Behind the Video: The Black Lips on Their "Katrina" Clip

August 9, 2007 6:05 PM ET

The Black Lips are four Atlanta rock & roll renegades who've been playing their wildly entertaining brand of dirty blues punk since 2000. On September 11, the band -- known for truly outrageous stage shows that involve drinking pee, nudity, making out with each other and profuse bleeding -- will release their new album Good Bad, Not Evil? on Vice Records. The LP is stocked with gleefully disturbed tunes like its first single, "Katrina," which somehow manages to merge Kinks-style heartbreak pop with one of the most appalling natural (and political) disasters in American history. Rock Daily asked singer/bassist Jared Swilley about this unusual song, as well as the cheery day-glo video they made for it:

On writing a love song about a hurricane: "In a lot of ways a girl can be much like a hurricane. In this case, though, we didn't want to be political, even though we have ties to New Orleans, so we tied the two ideas together."

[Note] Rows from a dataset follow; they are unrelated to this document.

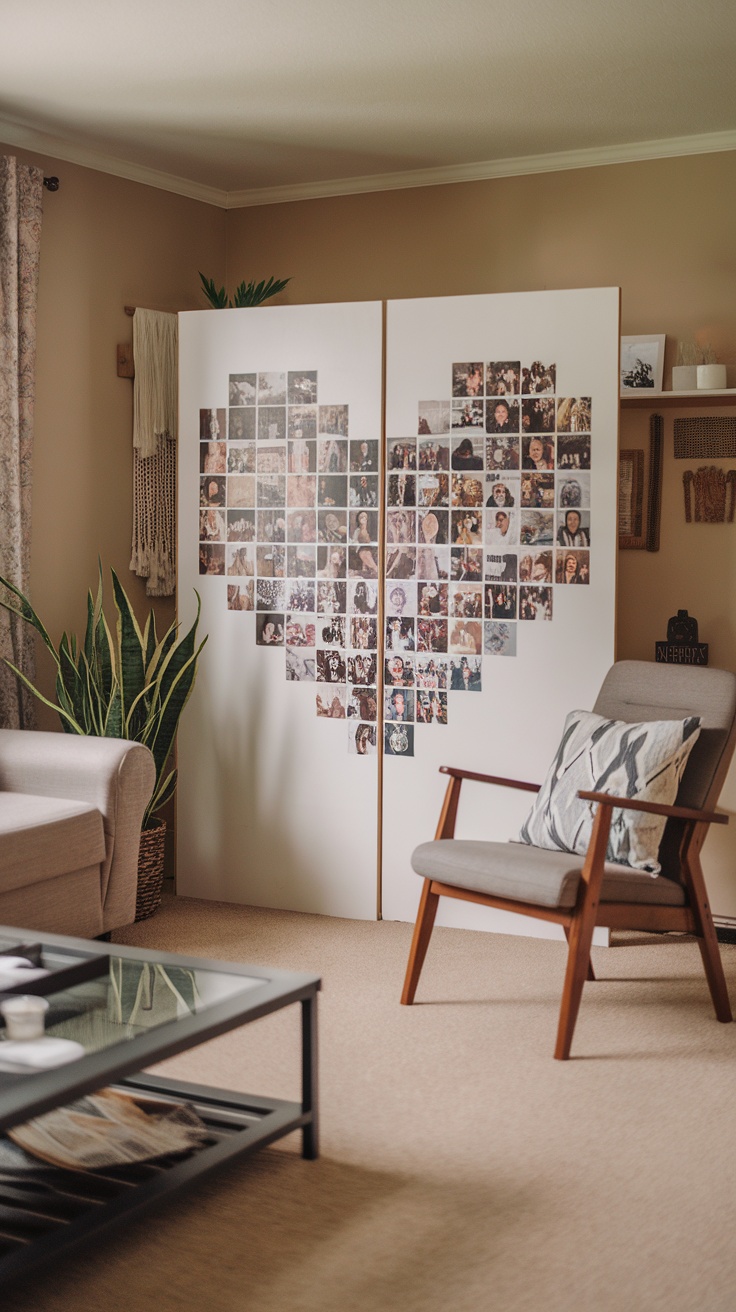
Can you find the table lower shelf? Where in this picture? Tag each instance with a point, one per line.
(47, 1210)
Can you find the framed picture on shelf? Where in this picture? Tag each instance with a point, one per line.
(642, 362)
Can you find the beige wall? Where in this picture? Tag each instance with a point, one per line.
(663, 231)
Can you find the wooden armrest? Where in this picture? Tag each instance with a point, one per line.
(655, 808)
(488, 778)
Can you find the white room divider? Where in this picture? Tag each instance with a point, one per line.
(386, 592)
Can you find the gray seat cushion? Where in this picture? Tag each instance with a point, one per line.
(534, 874)
(43, 837)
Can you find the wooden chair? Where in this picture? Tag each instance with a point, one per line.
(580, 892)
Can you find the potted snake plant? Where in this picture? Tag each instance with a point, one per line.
(129, 685)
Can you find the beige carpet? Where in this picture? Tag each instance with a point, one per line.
(462, 1168)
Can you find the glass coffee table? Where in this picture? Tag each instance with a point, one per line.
(129, 1009)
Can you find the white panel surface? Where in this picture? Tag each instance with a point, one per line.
(272, 810)
(513, 724)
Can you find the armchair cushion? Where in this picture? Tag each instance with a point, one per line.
(644, 761)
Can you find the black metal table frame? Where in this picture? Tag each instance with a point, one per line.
(251, 1121)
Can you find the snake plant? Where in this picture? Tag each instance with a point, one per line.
(133, 685)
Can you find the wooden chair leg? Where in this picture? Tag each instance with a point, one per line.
(420, 941)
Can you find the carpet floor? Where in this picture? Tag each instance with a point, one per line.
(462, 1168)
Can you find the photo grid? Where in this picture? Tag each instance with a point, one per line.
(289, 513)
(487, 511)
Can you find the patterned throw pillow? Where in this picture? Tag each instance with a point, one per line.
(643, 761)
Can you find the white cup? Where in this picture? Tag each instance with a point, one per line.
(24, 1016)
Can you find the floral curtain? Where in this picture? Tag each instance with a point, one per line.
(21, 201)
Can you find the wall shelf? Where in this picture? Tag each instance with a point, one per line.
(682, 400)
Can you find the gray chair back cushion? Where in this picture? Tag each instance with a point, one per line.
(643, 690)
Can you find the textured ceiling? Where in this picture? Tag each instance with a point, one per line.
(272, 93)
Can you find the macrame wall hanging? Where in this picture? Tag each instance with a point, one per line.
(714, 488)
(155, 337)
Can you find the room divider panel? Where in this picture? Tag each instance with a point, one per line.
(386, 585)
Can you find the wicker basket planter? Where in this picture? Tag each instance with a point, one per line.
(150, 870)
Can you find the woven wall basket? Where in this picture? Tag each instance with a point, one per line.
(150, 870)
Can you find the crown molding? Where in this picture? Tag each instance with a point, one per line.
(593, 156)
(59, 148)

On why the song has only four lines of lyrics: "In this day and age of ADD, we try to appeal to those with a short attention span who wanna go ride bikes later."

On the video's larger concept: "I would describe the concept as strikingly similar to that of a Christmas tree's lights. Sometimes they're green, sometimes they're yellow, and even sometimes, they're purple. The fast shot changes pay homage to our lightning-fast wit."

On what the Black Lips will do to celebrate the release of their new album: "Continue on with our never-ending tour and maybe buy a six pack of Busch."